Wikipédia-film comme le cinéma français en raffole – merci La Môme -, Gainsbourg vie héroïque condense à peu près tous les travers du mauvais biopic. En premier lieu le scénario, CV déroulé façon « il était une fois », de l’enfance à la presque mort, avec stabilobossage du génie inné, d’un ou deux traumas originels, puis d’heures de gloire connues de tous avant l’imparable descente aux enfers qui plonge Gainsbarre en people psychanalysé et glorifié comme les autres. Gainsbourg importe peu, au fond, à Sfar, simple fan dont l’opinion sur le mythe ne diverge à aucun moment des hommages télévisuels rendus depuis vingt ans. Son film pourrait évoquer la vie de Johnny, de Sardou ou de Gilbert Montagné, il ne bougerait pas d’un iota, dans la structure ou la durée. Rien que le complément du titre, « vie héroïque », ne ment pas sur les intentions de fadeur lisse et publicitaire.

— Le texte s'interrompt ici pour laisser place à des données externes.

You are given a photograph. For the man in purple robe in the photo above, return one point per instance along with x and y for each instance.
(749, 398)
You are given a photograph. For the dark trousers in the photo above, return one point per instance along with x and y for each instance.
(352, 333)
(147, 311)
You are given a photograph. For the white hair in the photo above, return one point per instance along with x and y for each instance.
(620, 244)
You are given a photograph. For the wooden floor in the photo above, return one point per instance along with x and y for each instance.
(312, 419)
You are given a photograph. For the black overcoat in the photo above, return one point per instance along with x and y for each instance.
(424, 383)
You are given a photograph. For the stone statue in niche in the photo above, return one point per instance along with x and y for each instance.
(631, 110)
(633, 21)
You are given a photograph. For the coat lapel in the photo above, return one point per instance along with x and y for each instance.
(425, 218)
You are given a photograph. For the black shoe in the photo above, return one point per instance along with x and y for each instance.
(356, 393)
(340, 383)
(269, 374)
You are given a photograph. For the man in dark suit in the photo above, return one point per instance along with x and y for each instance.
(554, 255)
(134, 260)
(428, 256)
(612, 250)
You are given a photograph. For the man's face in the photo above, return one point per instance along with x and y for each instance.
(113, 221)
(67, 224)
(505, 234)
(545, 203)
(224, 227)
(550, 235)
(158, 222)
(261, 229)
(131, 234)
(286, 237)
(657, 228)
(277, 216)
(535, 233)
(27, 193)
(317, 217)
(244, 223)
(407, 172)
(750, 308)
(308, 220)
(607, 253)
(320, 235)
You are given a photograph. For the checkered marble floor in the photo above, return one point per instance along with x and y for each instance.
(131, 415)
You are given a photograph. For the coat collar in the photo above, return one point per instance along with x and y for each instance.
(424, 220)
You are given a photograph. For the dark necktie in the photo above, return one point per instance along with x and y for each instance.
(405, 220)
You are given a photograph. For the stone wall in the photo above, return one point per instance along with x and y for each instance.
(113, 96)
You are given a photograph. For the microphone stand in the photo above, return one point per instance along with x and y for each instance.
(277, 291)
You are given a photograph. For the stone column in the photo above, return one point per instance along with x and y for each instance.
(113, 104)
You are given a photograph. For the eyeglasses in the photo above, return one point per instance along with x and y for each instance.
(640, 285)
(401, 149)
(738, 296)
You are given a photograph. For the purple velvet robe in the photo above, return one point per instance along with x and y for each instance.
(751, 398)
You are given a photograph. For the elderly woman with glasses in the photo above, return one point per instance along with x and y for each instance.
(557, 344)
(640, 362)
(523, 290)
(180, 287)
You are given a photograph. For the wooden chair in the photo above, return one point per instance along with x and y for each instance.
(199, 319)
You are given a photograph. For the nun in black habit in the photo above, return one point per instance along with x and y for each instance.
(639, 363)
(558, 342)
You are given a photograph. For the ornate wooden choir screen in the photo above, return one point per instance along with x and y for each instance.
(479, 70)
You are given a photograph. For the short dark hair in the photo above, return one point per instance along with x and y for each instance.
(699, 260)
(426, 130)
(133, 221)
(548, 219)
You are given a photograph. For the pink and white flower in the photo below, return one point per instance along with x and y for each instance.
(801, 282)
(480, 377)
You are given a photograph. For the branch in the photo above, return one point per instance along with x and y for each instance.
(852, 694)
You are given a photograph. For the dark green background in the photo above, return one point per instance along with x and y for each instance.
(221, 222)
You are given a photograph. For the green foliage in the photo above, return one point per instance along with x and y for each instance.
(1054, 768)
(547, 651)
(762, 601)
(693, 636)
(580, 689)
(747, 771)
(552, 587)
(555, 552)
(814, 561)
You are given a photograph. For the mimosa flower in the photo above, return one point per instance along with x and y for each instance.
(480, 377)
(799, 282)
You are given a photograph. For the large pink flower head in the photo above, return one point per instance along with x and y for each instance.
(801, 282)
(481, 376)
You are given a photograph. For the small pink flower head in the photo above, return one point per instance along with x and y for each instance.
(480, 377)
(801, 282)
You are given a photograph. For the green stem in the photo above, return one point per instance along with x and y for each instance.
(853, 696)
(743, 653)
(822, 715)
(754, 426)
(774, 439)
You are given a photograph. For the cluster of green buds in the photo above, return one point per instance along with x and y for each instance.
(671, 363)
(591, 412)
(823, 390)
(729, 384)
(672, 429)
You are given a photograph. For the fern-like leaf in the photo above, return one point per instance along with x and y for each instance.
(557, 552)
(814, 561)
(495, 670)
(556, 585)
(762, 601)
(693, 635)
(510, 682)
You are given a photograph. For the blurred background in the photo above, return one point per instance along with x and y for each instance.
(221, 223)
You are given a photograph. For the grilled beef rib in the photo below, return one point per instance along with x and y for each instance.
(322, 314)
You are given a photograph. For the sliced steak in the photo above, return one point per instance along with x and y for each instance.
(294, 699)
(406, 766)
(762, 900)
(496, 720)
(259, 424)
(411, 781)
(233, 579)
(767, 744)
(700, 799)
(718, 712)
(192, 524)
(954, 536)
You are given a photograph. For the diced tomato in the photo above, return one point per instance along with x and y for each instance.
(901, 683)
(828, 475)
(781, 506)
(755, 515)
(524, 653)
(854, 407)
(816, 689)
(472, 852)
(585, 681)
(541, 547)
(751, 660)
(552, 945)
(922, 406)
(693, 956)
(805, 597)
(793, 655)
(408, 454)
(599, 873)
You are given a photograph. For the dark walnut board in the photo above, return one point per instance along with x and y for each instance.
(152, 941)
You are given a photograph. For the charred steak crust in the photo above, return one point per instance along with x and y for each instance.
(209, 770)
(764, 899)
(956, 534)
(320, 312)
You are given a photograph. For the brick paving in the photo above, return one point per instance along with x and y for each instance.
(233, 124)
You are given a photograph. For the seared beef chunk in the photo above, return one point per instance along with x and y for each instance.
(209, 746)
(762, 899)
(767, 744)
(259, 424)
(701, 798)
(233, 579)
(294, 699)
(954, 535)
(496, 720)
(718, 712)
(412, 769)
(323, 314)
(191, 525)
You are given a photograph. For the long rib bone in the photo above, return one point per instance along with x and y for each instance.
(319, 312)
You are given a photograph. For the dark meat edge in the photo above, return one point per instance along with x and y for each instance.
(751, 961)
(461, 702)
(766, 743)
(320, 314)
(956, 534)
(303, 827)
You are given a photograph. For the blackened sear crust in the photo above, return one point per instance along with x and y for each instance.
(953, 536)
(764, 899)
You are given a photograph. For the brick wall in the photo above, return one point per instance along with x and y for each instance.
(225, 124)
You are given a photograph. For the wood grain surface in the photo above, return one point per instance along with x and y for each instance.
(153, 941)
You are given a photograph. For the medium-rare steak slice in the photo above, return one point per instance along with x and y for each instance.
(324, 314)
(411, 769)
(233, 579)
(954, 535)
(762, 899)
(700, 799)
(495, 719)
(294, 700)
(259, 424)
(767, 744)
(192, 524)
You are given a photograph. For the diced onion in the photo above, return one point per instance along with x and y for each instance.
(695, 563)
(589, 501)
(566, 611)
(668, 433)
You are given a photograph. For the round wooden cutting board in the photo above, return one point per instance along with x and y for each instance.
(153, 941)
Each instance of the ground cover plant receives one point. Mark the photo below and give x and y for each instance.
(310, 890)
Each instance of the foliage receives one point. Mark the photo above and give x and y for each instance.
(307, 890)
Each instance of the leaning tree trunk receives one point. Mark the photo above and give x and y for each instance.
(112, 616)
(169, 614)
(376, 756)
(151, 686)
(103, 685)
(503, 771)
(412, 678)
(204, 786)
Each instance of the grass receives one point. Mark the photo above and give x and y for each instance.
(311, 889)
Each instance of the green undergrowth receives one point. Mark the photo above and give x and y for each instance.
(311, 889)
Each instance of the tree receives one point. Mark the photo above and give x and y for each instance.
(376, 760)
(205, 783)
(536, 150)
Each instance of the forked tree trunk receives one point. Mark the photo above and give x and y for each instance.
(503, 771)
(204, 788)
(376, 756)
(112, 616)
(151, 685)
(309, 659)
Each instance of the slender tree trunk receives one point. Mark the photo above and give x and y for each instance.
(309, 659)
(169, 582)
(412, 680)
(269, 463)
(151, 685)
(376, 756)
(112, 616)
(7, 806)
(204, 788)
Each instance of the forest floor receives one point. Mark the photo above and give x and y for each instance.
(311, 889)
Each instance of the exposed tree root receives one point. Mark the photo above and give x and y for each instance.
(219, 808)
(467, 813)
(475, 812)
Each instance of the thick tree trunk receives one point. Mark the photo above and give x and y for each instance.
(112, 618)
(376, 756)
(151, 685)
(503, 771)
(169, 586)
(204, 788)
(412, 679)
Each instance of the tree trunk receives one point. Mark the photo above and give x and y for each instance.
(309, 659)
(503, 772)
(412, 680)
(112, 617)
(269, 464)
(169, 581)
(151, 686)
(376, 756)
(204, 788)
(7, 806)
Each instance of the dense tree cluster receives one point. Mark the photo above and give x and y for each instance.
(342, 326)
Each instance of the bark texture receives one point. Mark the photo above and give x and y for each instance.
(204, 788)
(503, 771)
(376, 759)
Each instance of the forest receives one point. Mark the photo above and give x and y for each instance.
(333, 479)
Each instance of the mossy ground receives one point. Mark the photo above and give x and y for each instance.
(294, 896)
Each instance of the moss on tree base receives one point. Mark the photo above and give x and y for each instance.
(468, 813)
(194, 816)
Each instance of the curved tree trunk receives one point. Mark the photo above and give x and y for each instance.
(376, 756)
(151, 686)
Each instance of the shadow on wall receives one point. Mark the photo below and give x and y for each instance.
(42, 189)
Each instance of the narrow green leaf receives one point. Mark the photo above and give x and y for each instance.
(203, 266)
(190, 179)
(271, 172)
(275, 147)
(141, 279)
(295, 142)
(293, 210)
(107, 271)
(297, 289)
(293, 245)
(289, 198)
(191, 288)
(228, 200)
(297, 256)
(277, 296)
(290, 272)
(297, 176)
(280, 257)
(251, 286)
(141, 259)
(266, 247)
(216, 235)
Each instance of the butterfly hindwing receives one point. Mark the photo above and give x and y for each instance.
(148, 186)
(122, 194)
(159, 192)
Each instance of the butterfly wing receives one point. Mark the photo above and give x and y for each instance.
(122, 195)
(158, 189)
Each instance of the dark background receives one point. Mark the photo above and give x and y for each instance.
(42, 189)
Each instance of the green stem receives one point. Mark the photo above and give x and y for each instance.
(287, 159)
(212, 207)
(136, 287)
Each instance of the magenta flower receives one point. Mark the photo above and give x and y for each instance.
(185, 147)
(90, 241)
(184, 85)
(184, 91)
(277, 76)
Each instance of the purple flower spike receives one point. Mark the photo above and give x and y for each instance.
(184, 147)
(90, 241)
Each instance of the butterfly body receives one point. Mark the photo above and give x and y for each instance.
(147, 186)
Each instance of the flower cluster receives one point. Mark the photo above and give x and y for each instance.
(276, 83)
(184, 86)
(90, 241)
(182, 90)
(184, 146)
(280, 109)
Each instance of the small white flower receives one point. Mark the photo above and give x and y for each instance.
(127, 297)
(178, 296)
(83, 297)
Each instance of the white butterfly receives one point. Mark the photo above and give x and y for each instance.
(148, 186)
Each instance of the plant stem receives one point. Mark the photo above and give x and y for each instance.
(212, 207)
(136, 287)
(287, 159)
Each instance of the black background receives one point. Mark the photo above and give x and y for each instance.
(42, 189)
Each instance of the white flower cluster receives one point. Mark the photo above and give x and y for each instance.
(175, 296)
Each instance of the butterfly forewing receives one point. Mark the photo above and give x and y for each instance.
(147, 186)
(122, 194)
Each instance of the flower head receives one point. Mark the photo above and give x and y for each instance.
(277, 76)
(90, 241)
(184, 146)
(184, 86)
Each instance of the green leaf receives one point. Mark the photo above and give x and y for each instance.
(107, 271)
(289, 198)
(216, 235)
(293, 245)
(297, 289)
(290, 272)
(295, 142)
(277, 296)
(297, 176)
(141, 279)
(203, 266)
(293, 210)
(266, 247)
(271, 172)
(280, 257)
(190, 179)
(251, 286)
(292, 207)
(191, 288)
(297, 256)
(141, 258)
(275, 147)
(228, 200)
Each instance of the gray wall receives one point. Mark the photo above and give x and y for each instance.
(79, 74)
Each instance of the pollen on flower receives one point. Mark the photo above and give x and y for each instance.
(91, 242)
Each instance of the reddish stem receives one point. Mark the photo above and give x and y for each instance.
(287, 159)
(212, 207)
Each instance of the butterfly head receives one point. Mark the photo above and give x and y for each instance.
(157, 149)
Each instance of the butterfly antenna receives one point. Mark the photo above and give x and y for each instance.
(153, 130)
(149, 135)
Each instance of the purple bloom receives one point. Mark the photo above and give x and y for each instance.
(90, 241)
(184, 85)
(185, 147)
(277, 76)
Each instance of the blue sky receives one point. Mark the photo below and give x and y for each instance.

Essayez avec les people cités plus haut, ça fonctionne tout pareil.
Le film ne se remet jamais de cette absence d’enjeux et de fermeté. Sfar (qui fait ses débuts au cinéma, bonjour la modestie) ne le dément pas : il reconnaît lui-même qu’il ne savait pas quoi retrancher… on le croit sur parole. Le résultat final, d’une platitude navrante, zappe même du cahier des charges biopical les creux, descentes et bosses. Cinquante ans de carrière défilent ainsi en tranches égales (un quart d’heure par femme, qu’elle soit coup d’un soir ou Jane Birkin), ponctués d’une bardée de tubes dont le cinéaste explique la genèse en gentil petit gardien de musée – « écris-moi la plus belle chanson d’amour », susurre Bardot. Tube suivant : Je t’aime moi non plus. Même la dualité du chanteur, au départ clé psy circonscrivant l’artiste en enfant de la guerre traumatisé par la propagande antisémite, s’étiole à mi parcourt, devenu gimmick encombrant. Pour la mise en perspective, on repassera : ce Gainsbourg-là se coule dans toutes les époques ou dans les bras d’une femme, avec une virtuosité de caméléon. Ce pourrait être digne d’intérêt. Mais non, manifestement, Sfar trouve ça tout à fait normal. A moins qu’il ne s’en foute comme de son premier CD.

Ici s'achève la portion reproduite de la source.